Deutschland: Das Land der Dichter und Denker?
Bereits gestern habe ich kurz etwas aus “Planet Germany” zitiert. Ich lese diese Buch gerade und mir gefällt es immer besser. Die Aussagen des Buches beschäftigen mich immer mehr.
Jeder in diesem Land kennt doch sicher den Ausspruch, dass Deutschland das Land der Dichter und Denker ist. Aber wieso nur? Hier nochmal eine kleine Passage aus dem Buch (und es gibt noch viel mehr gute):
Bei den Nobelpreisen für Literatur bis 2005 sind die Deutschen zwar gut vertreten — mit sieben Preisen schneiden sie eindeutig besser ab als in den Bereichen Politik (vier Friedenspreise) und Wirtschaft (zwei Preise). Doch ihre sieben Literaturtrophäen wirken mickrig, vergleicht man sie einmal mit ihrer Präsenz auf den wissenschaftlichen Gebieten, wo sie stets Platz drei belegen: 14 Medizinpreise, 14 Chemiepreise und 18 Physikpreise. In der Kultur sind sie gut, in der Wissenschaft jedoch ausgezeichnet. Warum ist es ihnen dann so wichtig, sich das Land der Dichter und Denker zu nennen? Was wäre eigentlich so schlimm an “das Land der Kernspalter und Autobauer”?
Also ich persönlich sehe mich keineswegs als Dichter und Denker. Texte von Goethe und Schiller strengen mich eher an. In der Schule waren sie auch immer eine Qual für mich. Ich kann mich auch nicht erinnern, wann ich das letzte mal eine Gedicht oder anderes literarisches Werk verfasst habe. Meine Reflektionen über große Werke der Kultur halten sich auch in Grenzen. Ich glaube nicht das es ein Zeichen von Dummheit, sondern eher eines von Desinteresse ist.
Wann habt ihr denn zuletzt freiwillig den Faust gelesen oder euch Gedanken über den Einfluss von Lessing oder Schiller auf die Literatur und euer Leben gemacht?


ich war letzten Mittwoch im Theater bei so einer Art Lesung. Es wurden Texte von Heinrich Heine vorgetragen, abwechselnd mit Musik von Mendelssohn Bartholdy und noch von ‘nem anderen Komponisten (dessen Name mir jetzt leider entfallen ist).

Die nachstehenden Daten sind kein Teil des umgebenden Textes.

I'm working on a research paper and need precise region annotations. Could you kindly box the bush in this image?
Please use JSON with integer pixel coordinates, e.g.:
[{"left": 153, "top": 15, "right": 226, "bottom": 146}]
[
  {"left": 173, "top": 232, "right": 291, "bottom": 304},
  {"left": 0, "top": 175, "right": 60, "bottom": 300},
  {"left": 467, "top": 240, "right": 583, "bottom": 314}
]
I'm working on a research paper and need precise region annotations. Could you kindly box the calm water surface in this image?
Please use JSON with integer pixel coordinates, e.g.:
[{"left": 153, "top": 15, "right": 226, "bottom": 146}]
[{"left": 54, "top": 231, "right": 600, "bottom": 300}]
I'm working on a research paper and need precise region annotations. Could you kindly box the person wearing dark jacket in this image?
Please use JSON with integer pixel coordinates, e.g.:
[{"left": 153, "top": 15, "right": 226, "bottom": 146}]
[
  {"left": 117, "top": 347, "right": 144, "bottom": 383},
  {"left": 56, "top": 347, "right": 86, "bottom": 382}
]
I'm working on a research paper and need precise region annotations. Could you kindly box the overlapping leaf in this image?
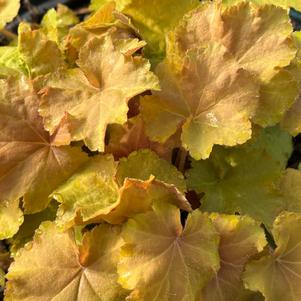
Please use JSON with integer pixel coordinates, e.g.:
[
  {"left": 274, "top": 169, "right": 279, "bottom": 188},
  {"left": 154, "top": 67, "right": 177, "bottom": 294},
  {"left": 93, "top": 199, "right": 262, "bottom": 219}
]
[
  {"left": 116, "top": 149, "right": 186, "bottom": 192},
  {"left": 5, "top": 222, "right": 127, "bottom": 301},
  {"left": 18, "top": 23, "right": 65, "bottom": 78},
  {"left": 0, "top": 200, "right": 24, "bottom": 240},
  {"left": 174, "top": 2, "right": 296, "bottom": 81},
  {"left": 243, "top": 212, "right": 301, "bottom": 301},
  {"left": 0, "top": 78, "right": 87, "bottom": 213},
  {"left": 223, "top": 0, "right": 301, "bottom": 10},
  {"left": 41, "top": 4, "right": 79, "bottom": 44},
  {"left": 105, "top": 116, "right": 177, "bottom": 161},
  {"left": 52, "top": 151, "right": 191, "bottom": 229},
  {"left": 0, "top": 0, "right": 20, "bottom": 29},
  {"left": 40, "top": 35, "right": 158, "bottom": 151},
  {"left": 52, "top": 156, "right": 119, "bottom": 228},
  {"left": 203, "top": 214, "right": 266, "bottom": 301},
  {"left": 118, "top": 200, "right": 219, "bottom": 301},
  {"left": 100, "top": 177, "right": 192, "bottom": 224},
  {"left": 187, "top": 128, "right": 292, "bottom": 226},
  {"left": 168, "top": 2, "right": 299, "bottom": 126},
  {"left": 141, "top": 43, "right": 258, "bottom": 159}
]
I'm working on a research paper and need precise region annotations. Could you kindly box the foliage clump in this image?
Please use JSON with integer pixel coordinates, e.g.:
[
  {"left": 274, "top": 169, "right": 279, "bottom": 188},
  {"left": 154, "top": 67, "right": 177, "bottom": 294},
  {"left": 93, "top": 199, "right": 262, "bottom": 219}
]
[{"left": 0, "top": 0, "right": 301, "bottom": 301}]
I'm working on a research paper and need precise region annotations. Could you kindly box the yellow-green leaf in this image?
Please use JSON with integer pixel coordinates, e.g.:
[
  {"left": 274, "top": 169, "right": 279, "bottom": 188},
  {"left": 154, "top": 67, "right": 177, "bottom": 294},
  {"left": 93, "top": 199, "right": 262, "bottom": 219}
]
[
  {"left": 280, "top": 168, "right": 301, "bottom": 213},
  {"left": 9, "top": 203, "right": 57, "bottom": 257},
  {"left": 202, "top": 214, "right": 267, "bottom": 301},
  {"left": 253, "top": 70, "right": 300, "bottom": 127},
  {"left": 141, "top": 43, "right": 259, "bottom": 160},
  {"left": 0, "top": 200, "right": 24, "bottom": 240},
  {"left": 116, "top": 149, "right": 186, "bottom": 192},
  {"left": 170, "top": 2, "right": 296, "bottom": 82},
  {"left": 0, "top": 0, "right": 20, "bottom": 29},
  {"left": 223, "top": 0, "right": 301, "bottom": 10},
  {"left": 0, "top": 78, "right": 88, "bottom": 213},
  {"left": 18, "top": 23, "right": 65, "bottom": 78},
  {"left": 101, "top": 177, "right": 192, "bottom": 224},
  {"left": 52, "top": 155, "right": 119, "bottom": 228},
  {"left": 187, "top": 127, "right": 292, "bottom": 226},
  {"left": 243, "top": 212, "right": 301, "bottom": 301},
  {"left": 40, "top": 35, "right": 158, "bottom": 151},
  {"left": 118, "top": 203, "right": 219, "bottom": 301},
  {"left": 5, "top": 222, "right": 127, "bottom": 301},
  {"left": 117, "top": 0, "right": 199, "bottom": 63},
  {"left": 41, "top": 4, "right": 79, "bottom": 46}
]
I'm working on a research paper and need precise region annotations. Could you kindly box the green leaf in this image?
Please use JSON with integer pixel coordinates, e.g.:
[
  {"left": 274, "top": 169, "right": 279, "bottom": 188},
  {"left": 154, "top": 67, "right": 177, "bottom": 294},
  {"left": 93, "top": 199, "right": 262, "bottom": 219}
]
[
  {"left": 118, "top": 200, "right": 219, "bottom": 301},
  {"left": 5, "top": 222, "right": 127, "bottom": 301},
  {"left": 116, "top": 149, "right": 186, "bottom": 192},
  {"left": 243, "top": 212, "right": 301, "bottom": 301},
  {"left": 187, "top": 127, "right": 292, "bottom": 226},
  {"left": 202, "top": 214, "right": 267, "bottom": 301}
]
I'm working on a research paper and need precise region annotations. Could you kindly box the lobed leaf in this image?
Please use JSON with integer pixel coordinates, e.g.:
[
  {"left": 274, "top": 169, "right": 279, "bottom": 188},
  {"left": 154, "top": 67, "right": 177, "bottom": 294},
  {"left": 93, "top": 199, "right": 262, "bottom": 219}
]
[
  {"left": 202, "top": 214, "right": 266, "bottom": 301},
  {"left": 116, "top": 149, "right": 186, "bottom": 192},
  {"left": 5, "top": 222, "right": 128, "bottom": 301},
  {"left": 0, "top": 78, "right": 87, "bottom": 214},
  {"left": 243, "top": 212, "right": 301, "bottom": 301},
  {"left": 141, "top": 43, "right": 258, "bottom": 160},
  {"left": 40, "top": 35, "right": 158, "bottom": 151},
  {"left": 0, "top": 0, "right": 20, "bottom": 29},
  {"left": 187, "top": 128, "right": 292, "bottom": 226},
  {"left": 118, "top": 200, "right": 219, "bottom": 301}
]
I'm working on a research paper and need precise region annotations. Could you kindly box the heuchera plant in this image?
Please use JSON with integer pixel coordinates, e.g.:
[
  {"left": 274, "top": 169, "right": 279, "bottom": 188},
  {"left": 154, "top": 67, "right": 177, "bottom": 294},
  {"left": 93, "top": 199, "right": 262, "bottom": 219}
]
[{"left": 0, "top": 0, "right": 301, "bottom": 301}]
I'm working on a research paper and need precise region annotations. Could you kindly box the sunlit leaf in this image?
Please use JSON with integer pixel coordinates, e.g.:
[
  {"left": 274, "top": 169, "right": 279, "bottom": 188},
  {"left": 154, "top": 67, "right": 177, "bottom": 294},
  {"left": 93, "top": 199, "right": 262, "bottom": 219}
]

Musik und Text waren weit entfernt von dem, was ich im Alltag höre/lese, trotzdem war es nett und einfach mal etwas anderes… war eben ein Abend, an dem was für die Allgemeinbildung getan wurde.
Nur weil es heißt “Land der Dichter und Denker”, muß sich ja nicht jeder so fühlen und erst recht kein Dichter oder Denker sein. Schon klar, daß man nicht alles toll oder interessant finden muß, aber eine gute Portion Allgemeinwissen kann nicht schaden und macht viele Dinge auch erst interessant. Je mehr man weiß oder mal gehört hat, desto mehr Zusammenhänge versteht man… oder wüsstest du sonst, warum die Leute Schlange stehen, nur um sich so ein lahmes Bild von ‘ner lächelnden Frau drauf anzuschauen..?
Schlange? Lächelnde Frau?
… ich kann dich aber auch etwas verstehen: in der Schule haben wir Goethes ‘Iphigenie auf Tauris’ gelesen, das hat mir damals so gar nichts gesagt und ich fand’s nur ätzend!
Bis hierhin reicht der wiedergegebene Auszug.